Pentazocine promotes analgesia by activating receptors in the spinal cord, and it is used to relieve moderate pain.
It may be administered either orally or parenterally.
Nalbuphine and butorphanol Nalbuphine [NAL-byoo-feen] and butorphanol [byoo-TOR-fa-nole] are mixed opioid agonist–antagonists.

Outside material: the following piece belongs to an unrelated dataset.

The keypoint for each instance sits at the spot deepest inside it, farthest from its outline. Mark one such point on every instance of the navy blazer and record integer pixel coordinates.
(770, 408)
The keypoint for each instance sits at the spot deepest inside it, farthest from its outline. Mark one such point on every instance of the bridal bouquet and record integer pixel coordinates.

33. Other analgesic Tramadol
Tramadol [TRA-ma-dole] is a centrally acting analgesic that binds to the μ opioid receptor.
The drug undergoes extensive metabolism via CYP450 2D6, leading to an active metabolite with a much higher affinity for the μ receptor than the parent compound.
In addition, it weakly inhibits reuptake of norepinephrine and serotonin.
It is used to manage moderate to moderately severe pain.
Its respiratory depressant activity is less than that of morphine.
Naloxone can only partially reverse the analgesia produced by tramadol or its active metabolite.
As with other agents that bind the μ opioid receptor, tramadol has been associated with misuse and abuse.

34. Opoids Antagonists
The opioid antagonists bind with high affinity to opioid receptors, but fail to activate the receptor-mediated response.
Administration of opioid antagonists produces no profound effects in normal individuals.
However, in patients dependent on opioids, antagonists rapidly reverse the effect of agonists, such as morphine or any full μ agonist, and precipitate the symptoms of opioid withdrawal.

36. A. Naloxone
Naloxone [nal-OX-own] is used to reverse the coma and respiratory depression of opioid overdose.
It rapidly displaces all receptor-bound opioid molecules and, therefore, is able to reverse the effect of a morphine overdose. Within 30 seconds of IV injection of naloxone,
the respiratory depression and coma characteristic of high doses of morphine are reversed, causing the patient to be revived and alert.
Naloxone has a half-life of 30 to 81 minutes; therefore, a patient who has been treated and recovered may lapse back into respiratory depression.
Naloxone is a competitive antagonist at μ, κ, and δ receptors, with a 10-fold higher affinity for μ than for κ receptors.
This may explain why naloxone readily reverses respiratory depression with only minimal reversal of the analgesia that results from agonist stimulation of κ receptors in the spinal cord.
There is little to no clinical effect seen with oral naloxone,
upon IV administration, opioid antagonism occurs, and the patient experiences withdrawal.
This is why naloxone has been combined with oral opioids to deter IV drug abuse.

37. B. Naltrexone
Naltrexone [nal-TREX-own] has actions similar to those of naloxone.
It has a longer duration of action than naloxone,
a single oral dose of naltrexone blocks the effect of injected heroin for up to 24 hours.
Naltrexone in combination with clonidine (and, sometimes, with buprenorphine) is used for rapid opioid detoxification.
Although it may also be beneficial in treating chronic alcoholism by an unknown mechanism, benzodiazepines and clonidine are preferred.
Naltrexone can lead to hepatotoxicity.